The topic of service-oriented architecture (SOA) is significantly broad, yet ambiguous enough to inspire a good deal of spirited discourse. There was ample evidence of this at Insurance Networking News’ 1st annual Web Services and SOA Summit in New York on Jan.23, where analysts, carrier representatives and vendors exchanged views over the course of the day.
Ron Schmelzer, managing partner at Baltimore, Md.-based SOA research and advisory group ZapThink LLC, urged attendees to view SOA less as a technology, than a philosophy.
To illustrate this point Schmelzer used the analogy of a forest. Just as a forest is a complex ecosystem of interdependent flora and fauna not just a collection of trees, he said, SOA is not merely a collection of systems. “SOA is something you do, not something buy,” he said.
Schmelzer said organizations looking to use SOA would be wise to employ a short-term incremental approach as opposed to the ambitious multi-year plans which are often the norm. “How do you eat an elephant,” he asked. “One bite at a time.”
One primary benefit of the incremental approach, he noted was a reduction in risk and project time. For a three-six month project the cost of failure is low, while the cost for three-five year plan is catastrophic. What’s more, by undertaking a long-term plan, IT is asking business not to change, he said.
It was precisely this need for IT departments to be cognizant of business goals in order to avoid a misalignment with the underlying business that colored the remarks of Piyush Singh, SVP and CIO of Cincinnati-based Great American Insurance Group.
“We have to talk in their terms, ” he said. “The very fact that someone from the business side knows the difference between .Net and Java is our fault. It should be immaterial to them what we are using.”
Singh said the top three challenges to SOA implementation are communication, communication and communication. “It’s not technology, ” he said. “It’s not getting sharp people who can come in and do the job–it’s really getting people to communicate and talk to each other.”
Just as IT is tasked with keeping contact with business units, it also can play a role in facilitating communication among them. “The business units don’t talk to each other, IT has step up,” he said, noting IT is uniquely positioned to spot redundant efforts by the units. “So business expects us to see those patterns across the business units, to provide the reuse capability across the board.”

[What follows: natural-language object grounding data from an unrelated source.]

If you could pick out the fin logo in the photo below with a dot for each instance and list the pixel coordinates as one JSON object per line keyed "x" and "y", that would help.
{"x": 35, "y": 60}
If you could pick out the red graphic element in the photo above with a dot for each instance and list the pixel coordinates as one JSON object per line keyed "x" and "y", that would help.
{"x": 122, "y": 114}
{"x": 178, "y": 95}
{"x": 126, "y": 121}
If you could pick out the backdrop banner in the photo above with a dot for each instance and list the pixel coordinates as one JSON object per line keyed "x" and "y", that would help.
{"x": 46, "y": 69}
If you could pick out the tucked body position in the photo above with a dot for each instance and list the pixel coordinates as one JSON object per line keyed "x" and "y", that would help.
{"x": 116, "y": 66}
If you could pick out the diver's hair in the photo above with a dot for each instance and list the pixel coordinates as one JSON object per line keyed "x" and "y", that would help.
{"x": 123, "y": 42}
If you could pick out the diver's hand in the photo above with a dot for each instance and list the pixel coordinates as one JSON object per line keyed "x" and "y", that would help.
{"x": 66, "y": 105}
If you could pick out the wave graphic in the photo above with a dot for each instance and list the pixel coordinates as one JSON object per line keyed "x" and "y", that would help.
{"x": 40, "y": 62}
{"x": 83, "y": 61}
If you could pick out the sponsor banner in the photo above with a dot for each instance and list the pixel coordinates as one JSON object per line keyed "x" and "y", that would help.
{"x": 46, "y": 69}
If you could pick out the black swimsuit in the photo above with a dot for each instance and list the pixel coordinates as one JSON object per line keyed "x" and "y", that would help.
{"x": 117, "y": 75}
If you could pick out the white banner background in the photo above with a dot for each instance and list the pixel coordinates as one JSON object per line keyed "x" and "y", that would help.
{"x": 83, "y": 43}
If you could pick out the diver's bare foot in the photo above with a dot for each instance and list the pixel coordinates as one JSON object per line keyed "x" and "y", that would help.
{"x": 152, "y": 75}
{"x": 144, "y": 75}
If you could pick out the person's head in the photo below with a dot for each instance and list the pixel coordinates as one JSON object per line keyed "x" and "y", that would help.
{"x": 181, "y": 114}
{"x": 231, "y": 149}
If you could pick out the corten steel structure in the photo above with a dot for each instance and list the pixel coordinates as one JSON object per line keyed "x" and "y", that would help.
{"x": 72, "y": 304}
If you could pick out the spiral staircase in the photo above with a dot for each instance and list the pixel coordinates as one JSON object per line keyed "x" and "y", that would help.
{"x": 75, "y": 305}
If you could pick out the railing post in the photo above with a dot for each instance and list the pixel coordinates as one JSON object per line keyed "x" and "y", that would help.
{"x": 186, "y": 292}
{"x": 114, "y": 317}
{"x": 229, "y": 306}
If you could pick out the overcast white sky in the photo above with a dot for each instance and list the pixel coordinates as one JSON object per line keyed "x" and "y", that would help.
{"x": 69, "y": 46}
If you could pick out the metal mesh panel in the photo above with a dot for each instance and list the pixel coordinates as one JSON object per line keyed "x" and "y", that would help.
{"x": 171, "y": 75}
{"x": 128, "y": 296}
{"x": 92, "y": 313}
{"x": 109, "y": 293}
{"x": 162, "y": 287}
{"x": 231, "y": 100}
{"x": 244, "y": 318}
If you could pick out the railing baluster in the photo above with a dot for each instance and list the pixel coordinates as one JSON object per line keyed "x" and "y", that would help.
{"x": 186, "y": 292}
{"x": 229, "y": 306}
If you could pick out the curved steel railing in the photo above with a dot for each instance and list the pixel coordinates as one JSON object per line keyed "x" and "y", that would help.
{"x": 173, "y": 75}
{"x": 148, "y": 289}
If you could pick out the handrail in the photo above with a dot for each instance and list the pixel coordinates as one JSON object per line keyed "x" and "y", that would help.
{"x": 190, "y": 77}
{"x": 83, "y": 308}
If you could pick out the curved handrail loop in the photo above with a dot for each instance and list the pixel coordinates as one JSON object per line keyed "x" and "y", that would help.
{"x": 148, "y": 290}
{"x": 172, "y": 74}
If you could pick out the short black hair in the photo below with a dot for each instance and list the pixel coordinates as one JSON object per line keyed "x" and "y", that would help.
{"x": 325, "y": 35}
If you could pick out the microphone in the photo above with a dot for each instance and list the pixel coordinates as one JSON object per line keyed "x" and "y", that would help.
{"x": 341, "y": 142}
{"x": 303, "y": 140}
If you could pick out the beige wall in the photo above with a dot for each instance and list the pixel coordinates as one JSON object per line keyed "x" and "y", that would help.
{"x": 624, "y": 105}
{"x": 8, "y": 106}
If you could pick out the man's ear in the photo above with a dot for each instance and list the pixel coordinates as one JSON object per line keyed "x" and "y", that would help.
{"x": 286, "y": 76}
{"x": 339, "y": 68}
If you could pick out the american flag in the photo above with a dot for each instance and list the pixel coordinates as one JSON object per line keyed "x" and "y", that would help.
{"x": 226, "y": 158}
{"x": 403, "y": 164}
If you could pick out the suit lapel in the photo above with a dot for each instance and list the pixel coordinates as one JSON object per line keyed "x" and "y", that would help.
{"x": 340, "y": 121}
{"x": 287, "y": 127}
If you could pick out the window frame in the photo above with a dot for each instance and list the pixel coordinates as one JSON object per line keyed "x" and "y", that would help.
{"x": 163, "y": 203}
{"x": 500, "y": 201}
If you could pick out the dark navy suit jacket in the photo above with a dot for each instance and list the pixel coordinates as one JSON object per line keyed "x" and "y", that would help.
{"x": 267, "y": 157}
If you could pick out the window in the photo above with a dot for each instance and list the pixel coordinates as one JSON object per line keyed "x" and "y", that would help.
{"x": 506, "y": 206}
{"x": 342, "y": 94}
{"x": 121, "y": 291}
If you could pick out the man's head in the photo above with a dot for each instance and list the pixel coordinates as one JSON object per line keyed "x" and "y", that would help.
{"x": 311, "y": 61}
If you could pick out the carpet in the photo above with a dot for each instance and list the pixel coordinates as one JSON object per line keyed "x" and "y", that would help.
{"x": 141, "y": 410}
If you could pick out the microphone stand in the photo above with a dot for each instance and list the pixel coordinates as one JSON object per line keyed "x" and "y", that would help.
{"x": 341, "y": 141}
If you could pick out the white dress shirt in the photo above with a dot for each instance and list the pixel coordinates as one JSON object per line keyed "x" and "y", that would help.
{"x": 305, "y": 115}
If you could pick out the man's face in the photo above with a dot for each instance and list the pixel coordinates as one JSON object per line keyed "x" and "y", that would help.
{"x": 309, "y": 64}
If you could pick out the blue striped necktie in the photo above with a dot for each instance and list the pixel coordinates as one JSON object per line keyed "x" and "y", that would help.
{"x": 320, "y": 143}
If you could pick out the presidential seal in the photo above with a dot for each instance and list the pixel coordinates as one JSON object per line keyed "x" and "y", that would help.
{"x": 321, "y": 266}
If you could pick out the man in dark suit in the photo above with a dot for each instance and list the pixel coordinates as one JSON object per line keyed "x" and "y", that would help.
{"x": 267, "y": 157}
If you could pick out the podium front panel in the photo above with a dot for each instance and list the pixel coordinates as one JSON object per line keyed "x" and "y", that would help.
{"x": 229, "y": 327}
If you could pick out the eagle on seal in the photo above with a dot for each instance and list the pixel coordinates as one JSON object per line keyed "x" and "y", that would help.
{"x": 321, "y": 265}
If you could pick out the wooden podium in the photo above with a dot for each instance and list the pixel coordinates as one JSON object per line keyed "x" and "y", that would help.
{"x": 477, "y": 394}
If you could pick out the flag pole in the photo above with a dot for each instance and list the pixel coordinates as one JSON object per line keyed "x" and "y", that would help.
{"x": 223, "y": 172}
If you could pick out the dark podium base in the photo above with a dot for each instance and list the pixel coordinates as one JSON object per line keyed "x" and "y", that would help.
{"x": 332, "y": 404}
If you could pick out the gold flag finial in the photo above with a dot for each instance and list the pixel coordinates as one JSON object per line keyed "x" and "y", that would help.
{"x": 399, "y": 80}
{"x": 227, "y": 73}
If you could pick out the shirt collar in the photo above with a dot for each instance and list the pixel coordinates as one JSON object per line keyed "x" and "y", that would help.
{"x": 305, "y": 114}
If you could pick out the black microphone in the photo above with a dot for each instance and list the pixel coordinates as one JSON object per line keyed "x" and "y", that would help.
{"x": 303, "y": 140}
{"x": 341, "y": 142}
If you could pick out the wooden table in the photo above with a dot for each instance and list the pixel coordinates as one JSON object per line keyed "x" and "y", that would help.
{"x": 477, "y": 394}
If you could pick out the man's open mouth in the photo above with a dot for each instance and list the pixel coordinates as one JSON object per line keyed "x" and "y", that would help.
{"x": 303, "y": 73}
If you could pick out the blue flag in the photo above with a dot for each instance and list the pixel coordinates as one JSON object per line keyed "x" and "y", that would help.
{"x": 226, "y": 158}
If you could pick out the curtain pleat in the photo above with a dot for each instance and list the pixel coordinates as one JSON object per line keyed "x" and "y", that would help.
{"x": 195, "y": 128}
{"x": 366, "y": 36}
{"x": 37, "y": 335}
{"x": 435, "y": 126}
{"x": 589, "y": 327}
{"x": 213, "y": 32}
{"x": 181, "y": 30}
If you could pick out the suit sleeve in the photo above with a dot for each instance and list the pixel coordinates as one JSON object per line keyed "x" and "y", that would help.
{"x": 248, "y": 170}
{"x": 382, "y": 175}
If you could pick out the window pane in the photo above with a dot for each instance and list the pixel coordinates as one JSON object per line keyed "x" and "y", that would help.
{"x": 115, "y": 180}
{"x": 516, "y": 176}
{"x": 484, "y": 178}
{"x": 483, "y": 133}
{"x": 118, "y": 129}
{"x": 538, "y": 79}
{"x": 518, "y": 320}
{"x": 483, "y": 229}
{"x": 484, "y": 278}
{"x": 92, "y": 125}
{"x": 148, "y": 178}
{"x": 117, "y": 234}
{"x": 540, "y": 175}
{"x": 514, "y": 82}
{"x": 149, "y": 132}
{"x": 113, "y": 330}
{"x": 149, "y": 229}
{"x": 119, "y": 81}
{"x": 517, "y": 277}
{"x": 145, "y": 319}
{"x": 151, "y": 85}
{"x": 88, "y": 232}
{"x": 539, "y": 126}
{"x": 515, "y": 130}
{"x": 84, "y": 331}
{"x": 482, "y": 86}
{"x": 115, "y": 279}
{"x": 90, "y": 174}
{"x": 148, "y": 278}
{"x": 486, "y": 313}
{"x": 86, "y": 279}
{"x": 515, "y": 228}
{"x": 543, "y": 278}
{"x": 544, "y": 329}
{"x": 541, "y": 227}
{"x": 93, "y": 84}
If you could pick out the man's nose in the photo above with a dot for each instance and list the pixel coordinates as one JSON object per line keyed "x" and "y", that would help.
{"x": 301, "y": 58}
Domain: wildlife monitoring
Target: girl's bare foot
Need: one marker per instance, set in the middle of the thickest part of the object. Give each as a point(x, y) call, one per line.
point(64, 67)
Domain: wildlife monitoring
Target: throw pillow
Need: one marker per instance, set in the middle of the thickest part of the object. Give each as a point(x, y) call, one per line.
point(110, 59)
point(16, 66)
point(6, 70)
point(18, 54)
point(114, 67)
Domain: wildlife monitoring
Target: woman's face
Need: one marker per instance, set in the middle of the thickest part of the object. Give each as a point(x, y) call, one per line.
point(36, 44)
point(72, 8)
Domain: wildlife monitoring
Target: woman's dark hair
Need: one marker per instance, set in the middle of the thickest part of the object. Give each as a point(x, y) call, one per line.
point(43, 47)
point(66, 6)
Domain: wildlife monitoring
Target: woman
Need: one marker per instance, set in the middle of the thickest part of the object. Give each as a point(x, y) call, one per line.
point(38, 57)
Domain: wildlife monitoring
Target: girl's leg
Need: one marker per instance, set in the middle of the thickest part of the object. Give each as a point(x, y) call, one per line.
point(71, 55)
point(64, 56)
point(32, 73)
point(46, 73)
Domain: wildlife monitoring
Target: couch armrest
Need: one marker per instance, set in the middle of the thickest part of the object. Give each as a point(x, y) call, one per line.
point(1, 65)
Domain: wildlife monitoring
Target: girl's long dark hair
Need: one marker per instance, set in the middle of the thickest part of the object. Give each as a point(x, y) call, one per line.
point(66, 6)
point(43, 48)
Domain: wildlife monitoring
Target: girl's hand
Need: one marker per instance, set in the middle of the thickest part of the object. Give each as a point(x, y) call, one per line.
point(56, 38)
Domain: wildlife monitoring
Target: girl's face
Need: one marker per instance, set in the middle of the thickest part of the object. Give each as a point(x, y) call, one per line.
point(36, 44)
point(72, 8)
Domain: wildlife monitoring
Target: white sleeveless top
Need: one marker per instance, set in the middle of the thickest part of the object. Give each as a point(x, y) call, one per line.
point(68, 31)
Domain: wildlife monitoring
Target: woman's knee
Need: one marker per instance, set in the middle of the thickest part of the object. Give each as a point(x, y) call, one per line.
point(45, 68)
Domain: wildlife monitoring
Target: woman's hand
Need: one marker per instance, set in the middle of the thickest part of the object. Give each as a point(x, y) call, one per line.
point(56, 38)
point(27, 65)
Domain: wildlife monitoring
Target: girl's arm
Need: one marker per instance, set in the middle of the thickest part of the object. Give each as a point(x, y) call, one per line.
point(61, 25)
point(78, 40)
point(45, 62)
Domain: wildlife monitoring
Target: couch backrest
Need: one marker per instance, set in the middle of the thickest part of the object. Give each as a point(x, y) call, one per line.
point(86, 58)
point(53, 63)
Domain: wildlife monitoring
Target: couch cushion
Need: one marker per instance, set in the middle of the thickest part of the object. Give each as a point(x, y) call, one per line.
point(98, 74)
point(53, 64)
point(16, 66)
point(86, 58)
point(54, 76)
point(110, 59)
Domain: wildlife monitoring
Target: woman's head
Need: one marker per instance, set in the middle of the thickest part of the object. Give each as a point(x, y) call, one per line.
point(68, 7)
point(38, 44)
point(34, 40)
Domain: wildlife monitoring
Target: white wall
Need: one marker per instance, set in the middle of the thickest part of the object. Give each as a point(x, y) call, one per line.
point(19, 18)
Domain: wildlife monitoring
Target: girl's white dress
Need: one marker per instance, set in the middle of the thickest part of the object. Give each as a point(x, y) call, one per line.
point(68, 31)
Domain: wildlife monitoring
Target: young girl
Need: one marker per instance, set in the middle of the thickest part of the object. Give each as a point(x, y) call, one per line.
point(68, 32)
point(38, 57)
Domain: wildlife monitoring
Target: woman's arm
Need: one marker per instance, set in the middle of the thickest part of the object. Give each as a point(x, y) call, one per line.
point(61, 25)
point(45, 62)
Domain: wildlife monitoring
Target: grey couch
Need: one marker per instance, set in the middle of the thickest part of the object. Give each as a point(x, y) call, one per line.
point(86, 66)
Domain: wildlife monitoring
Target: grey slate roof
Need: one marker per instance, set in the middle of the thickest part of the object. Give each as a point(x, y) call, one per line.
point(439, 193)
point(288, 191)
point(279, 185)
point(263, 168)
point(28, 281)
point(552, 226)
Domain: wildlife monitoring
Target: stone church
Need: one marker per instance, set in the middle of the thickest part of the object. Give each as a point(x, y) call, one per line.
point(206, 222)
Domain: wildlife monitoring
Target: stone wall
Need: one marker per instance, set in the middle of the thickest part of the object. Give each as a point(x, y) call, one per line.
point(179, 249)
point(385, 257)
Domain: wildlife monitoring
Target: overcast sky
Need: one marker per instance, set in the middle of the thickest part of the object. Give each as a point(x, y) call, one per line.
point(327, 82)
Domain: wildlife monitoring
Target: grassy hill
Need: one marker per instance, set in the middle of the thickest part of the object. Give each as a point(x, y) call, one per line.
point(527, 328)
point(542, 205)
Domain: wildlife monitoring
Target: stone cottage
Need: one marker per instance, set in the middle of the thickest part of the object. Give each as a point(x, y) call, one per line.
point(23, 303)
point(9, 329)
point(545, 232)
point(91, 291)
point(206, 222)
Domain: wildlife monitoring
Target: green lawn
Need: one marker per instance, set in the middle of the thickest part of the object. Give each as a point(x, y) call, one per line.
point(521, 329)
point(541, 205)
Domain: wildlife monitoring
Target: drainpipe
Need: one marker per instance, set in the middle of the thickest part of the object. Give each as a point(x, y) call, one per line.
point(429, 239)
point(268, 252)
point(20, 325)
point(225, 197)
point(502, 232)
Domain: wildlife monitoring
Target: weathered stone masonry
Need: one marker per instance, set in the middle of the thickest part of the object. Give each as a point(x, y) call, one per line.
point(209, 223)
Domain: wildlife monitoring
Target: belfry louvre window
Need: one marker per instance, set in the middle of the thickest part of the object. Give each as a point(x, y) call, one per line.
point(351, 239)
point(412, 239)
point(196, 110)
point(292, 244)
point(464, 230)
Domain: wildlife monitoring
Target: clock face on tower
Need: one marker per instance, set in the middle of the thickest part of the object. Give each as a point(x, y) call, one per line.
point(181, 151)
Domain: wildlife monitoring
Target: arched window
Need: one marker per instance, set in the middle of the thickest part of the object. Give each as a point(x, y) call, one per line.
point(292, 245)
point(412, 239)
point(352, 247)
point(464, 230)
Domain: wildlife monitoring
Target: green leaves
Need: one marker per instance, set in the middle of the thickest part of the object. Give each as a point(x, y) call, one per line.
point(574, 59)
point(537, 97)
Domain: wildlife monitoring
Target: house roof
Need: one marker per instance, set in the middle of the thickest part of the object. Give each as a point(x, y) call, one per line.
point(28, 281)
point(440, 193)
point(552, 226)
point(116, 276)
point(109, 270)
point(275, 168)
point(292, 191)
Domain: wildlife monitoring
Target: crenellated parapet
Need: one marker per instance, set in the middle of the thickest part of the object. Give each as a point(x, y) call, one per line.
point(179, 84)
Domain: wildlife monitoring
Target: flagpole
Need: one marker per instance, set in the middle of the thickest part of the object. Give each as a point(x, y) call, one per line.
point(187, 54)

Like Singh, Gary Plotkin, VP and CIO for The Hartford’s P&C operations, said SOA true value is to the business side of operations, not the IT department.
“If the business doesn’t get it, we all ultimately fail.” Plotkin added “If we can’t help to find a way to ensure that this drives business strategy, it doesn’t really matter what we buy from vendors.”
Yet, as CIO of a 198 year-old company with legacy systems dating back 47 years, Plotkin is bullish about SOA as tool to reuse and simplify IT infrastructure. Plotkin unveiled a chart that showed the interrelations between the 475 applications that the Hartford had running when Plotkin came on board as CIO. Plotkin has kept SOA principles fully in mind as he methodically whittled down that list.
“SOA is really about re-use,” he said, acknowledging that despite his wishes, some legacy systems are in place to stay.
ZapThink’s Schmelzer, concurred. “If you don’t embrace your legacy systems you can’t get reuse.”
This flexibility makes Schmelzer equally sanguine about the future of SOA. He views it as fundamental paradigm shift, likening it to the demise of client-server or rise of the Int rnet. “SOA is past its terrible twos and is entering its pre-teens,” he said, noting that critics of SOA have yet to articulate a compelling alternative.